I think my grandmother, an active member of my hometown's Red Hat Society, should try this out.
I haven't seen any younger women with purple hair, though, because they seem to be too busy dying it the kind of vivid maroon you see sometimes in the U.S. on someone who was going for a rich red-brown but missed the mark by about two miles. Except here, it's done on purpose.
So the reason I'm contemplating this is that I have a hair appointment in about two and a half hours. I've been toying with the idea of cutting my hair short since August, and I've finally concluded that I'm not going to be happy until I find out what it looks like. I actually thought about selling my hair, since there's ample opportunity to do that here (and admittedly because I was being romantic/dramatic and imagining an entrance like Winona Ryder's in the movie version of Little Women when she bursts into the kitchen and reveals that she's sold her beautiful chestnut locks to support the family). But it turns out that the requisite 30 cm you need to have to sell (40 cm if dyed or gray, which my hair fortunately is not) would leave me with only an inch or two left. And that's not what I'm going for.

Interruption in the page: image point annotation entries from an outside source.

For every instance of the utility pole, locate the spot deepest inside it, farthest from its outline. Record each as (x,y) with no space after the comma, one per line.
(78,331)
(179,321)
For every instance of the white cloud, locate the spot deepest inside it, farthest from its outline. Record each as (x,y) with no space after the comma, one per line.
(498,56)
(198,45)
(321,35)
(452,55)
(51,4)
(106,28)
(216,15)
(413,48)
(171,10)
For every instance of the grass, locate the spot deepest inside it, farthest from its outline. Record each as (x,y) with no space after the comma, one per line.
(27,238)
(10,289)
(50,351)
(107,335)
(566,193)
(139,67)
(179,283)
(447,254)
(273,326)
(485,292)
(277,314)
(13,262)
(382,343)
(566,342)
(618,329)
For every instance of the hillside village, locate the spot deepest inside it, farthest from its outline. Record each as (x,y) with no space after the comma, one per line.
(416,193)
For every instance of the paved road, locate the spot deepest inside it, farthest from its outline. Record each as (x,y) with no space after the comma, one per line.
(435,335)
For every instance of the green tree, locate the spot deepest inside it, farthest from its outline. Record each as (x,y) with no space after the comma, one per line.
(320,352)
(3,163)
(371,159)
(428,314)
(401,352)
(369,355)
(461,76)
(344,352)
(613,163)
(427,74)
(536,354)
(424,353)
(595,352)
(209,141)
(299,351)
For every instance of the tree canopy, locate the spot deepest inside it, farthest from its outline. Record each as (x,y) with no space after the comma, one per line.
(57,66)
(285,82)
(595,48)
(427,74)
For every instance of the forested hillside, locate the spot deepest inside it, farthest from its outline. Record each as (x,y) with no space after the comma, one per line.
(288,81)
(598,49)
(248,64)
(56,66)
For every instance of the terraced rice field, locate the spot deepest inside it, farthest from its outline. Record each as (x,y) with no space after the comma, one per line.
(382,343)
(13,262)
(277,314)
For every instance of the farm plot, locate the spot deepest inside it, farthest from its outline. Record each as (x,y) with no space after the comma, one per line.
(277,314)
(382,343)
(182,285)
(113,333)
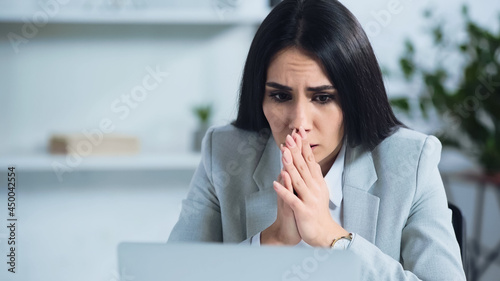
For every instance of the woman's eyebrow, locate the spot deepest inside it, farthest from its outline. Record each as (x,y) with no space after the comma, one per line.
(321,88)
(311,89)
(279,86)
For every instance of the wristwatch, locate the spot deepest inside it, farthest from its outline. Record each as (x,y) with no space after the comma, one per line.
(342,243)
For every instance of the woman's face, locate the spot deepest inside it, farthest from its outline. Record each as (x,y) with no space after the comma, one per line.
(298,93)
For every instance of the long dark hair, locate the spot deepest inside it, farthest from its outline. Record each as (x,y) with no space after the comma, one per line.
(327,30)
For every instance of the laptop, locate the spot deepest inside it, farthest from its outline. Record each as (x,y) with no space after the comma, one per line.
(221,262)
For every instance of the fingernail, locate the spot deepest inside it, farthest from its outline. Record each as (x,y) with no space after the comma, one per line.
(289,141)
(287,156)
(303,133)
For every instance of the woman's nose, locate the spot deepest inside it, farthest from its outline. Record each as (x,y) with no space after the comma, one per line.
(299,116)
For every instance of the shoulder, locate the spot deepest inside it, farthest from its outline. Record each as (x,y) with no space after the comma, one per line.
(409,144)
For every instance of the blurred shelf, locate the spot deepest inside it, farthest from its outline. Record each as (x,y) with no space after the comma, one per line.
(145,16)
(47,162)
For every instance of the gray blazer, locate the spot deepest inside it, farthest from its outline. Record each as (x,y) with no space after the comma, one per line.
(393,199)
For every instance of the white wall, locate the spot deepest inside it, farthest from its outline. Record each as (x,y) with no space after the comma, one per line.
(65,80)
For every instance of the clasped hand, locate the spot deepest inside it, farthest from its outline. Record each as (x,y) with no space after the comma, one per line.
(303,199)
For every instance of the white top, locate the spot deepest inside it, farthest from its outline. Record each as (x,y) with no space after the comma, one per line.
(334,181)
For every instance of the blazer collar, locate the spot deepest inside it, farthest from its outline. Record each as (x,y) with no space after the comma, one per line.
(360,207)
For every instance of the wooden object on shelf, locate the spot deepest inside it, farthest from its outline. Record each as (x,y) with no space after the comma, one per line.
(111,144)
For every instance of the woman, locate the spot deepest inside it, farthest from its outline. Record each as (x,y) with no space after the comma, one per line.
(316,156)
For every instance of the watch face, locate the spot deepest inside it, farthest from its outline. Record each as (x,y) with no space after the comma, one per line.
(342,244)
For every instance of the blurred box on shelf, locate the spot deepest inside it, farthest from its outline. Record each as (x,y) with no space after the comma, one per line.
(112,144)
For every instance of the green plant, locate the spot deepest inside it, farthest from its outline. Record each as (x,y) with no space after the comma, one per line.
(203,113)
(467,102)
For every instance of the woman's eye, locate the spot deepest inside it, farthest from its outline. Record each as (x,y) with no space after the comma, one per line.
(324,98)
(280,97)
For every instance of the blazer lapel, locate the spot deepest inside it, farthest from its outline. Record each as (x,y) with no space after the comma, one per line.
(261,205)
(360,207)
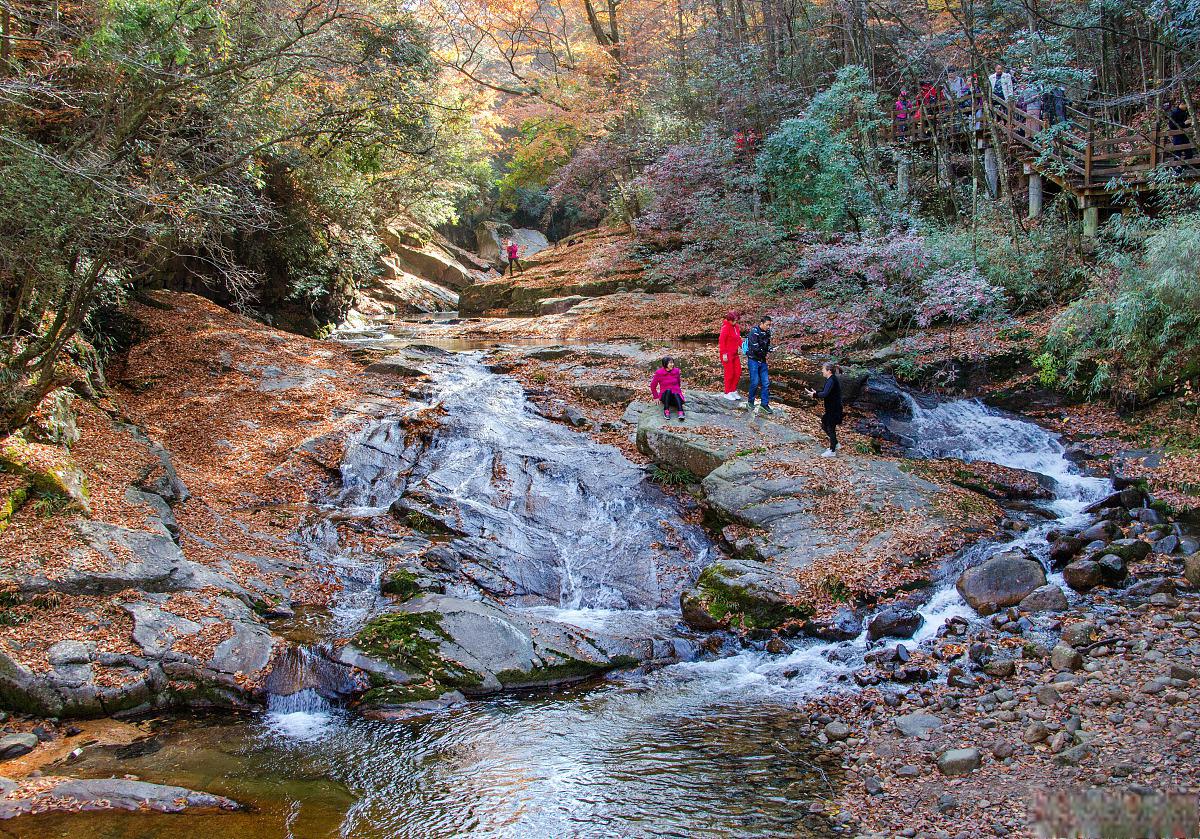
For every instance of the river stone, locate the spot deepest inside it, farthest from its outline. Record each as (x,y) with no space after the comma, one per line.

So despite the fact that I'm not going to be satisfied until I find out what I look like with short hair, I acknowledge that this is a horrible idea. You see, the above-mentioned dye jobs aren't the only way in which Russian hair fashion differs from U.S. For one thing, rat-tails (you know, the kind the third-grade bully had) are popular (on women and small boys, but not men, it seems), as are mullets and mullet derivatives. If not for the fact that I found a picture of what I want my hair to look like, I think the risk of accidentally coming out with a rat-tail or a mullet would be too great (especially since my haircut-describing abilities are pretty weak in Russian). But I did find such a picture, so off to the парикмахерская/parikmakherskaya (a ridiculously long word that I suspect must come from German, like most ridiculous Russian words (another example: шнурки/shnurki, which means shoelaces)) I go.
However, the picture I'm taking with me is a side shot, so there's still a chance that I'll end up with some godawful bangs or something. (I'm hoping hand gestures will be enough to prevent that.) In any case, if the stylist appears to be reaching for a bottle of dye, my plan is to start running.